In sum, it is "show the code" time.  That is, it is pretty clear what
I have said above has speculative elements and similarly for any
further replies you make (unless you know of some cases where
amountToCopy is definitely unreliable). So my focus from now on will
be to continue my project of implementing the two-semaphore method for
wxwidgets IPC. Once I have completed that implementation, we should
evaluate that code and obviously if it is simpler and there is at
least no drop in efficiency we should adopt it but otherwise not.

Alan
__
Alan W. Irwin

Astronomical research affiliation with Department of Physics and Astronomy,
University of Victoria (astrowww.phys.uvic.ca).

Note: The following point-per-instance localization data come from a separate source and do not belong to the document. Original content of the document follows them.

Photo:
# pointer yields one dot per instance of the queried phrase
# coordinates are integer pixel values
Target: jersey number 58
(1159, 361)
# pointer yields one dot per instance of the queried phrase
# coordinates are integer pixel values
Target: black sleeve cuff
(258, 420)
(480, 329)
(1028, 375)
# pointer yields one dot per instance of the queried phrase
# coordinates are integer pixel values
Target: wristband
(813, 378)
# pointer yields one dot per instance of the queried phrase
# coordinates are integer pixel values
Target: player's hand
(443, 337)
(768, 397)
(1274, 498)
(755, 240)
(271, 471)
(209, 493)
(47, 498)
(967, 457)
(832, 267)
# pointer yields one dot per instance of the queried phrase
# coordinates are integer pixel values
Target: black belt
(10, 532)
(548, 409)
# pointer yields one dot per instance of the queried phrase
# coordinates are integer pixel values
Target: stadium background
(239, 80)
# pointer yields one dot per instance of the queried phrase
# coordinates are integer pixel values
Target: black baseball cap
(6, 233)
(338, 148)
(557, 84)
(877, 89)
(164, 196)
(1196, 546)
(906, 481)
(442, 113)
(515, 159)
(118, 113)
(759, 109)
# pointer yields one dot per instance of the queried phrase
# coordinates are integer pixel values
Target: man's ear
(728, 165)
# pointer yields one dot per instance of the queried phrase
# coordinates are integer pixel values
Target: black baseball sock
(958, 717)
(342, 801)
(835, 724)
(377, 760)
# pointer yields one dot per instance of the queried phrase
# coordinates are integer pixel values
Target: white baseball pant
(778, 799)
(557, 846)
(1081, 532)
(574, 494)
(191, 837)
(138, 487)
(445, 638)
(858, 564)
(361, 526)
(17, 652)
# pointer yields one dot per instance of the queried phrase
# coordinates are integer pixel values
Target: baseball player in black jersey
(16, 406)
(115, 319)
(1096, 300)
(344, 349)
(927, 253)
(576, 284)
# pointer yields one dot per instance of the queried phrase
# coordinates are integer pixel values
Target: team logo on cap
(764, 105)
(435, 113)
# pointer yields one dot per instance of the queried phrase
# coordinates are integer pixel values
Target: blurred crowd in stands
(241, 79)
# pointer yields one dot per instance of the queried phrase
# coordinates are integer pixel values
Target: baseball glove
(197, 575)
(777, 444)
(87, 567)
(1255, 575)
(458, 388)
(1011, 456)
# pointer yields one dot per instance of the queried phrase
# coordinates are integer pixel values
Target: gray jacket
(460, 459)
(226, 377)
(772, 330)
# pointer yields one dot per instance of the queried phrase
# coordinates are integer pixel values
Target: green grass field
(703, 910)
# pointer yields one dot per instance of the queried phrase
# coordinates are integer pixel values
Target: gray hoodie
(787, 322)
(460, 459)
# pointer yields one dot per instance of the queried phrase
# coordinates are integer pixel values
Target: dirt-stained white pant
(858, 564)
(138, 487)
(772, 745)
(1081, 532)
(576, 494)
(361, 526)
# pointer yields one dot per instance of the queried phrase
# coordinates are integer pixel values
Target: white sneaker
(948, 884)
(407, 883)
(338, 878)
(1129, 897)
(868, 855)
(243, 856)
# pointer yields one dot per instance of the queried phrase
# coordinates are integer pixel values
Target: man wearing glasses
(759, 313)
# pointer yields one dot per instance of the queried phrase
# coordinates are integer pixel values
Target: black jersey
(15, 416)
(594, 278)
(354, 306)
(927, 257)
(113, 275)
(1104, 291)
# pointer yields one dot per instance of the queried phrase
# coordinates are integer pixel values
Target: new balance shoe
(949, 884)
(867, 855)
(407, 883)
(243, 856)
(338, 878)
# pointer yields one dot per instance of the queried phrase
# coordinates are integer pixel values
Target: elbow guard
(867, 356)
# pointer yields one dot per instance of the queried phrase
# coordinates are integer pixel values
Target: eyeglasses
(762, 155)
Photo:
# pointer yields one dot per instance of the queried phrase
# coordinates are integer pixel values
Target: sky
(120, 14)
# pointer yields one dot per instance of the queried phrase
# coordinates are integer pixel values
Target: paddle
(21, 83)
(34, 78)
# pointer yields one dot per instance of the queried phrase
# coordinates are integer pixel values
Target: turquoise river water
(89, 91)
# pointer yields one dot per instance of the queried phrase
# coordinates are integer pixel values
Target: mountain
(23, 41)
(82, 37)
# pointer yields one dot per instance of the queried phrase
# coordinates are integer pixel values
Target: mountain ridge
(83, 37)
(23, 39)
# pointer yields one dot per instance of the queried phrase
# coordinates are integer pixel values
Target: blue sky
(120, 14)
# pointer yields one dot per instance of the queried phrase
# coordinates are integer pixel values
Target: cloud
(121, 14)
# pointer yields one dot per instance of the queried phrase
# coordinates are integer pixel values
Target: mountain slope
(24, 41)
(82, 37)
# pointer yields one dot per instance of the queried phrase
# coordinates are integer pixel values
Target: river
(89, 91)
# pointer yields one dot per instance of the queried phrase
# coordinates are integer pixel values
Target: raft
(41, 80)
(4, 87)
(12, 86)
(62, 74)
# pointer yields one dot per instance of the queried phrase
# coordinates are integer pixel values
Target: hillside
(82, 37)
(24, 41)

Programming affiliations with the FreeEOS equation-of-state
implementation for stellar interiors (freeeos.sf.net); the Time
Ephemerides project (timeephem.sf.net); PLplot scientific plotting
software package (plplot.sf.net); the libLASi project
(unifont.org/lasi); the Loads of Linux Links project 

Re: [Plplot-devel] Recent progress with wxwidgets IPC

2017-02-07 Thread Phil Rosenberg
Hi Alan
That seems reasonable. I'm not sure what the benefits are though.
Should the new way be quicker?

In terms of the overall complexity here are some of the things I found
while setting up the current system that each made the system more
complex than I initially envisaged. I imagine you will come across
many of these too.

The reason that I went for a circular buffer is that data can
continuously be being sent even while the reader is reading. That is
until the writer catches up with the reader. In a simple
restart-from-the-beginning buffer like you seem to be proposing the
sender must wait until the reader has read all the data from the
buffer before it can send more data.

In fact I have a feeling that the system as I have it now makes little
or no use of the actual semaphores and just uses flags in specified
locations in the shared memory. I would have to look through the code
properly to check. Don't forget also that while waiting for new data
the semaphore cannot block indefinitely. To do so would hang
wxPLViewer or the sender software. I think also there is no way to
tell if a page is finished or whether there is more data to come.
Therefore you must use non- blocking semaphores and poll them on
regular intervals.


If you want to do two way communications you will need two areas of
shared memory, one for each direction, otherwise you will likely have
a race condition for which process will write next. As it happens,
like you said the transfer is almost all one way, with just a small
amount being returned. So I just allocated a small portion of the
shared memory to represent a struct to hold some specific returned
information. I'm doing this from memory, but I think it would work
like this for the case of getting text size.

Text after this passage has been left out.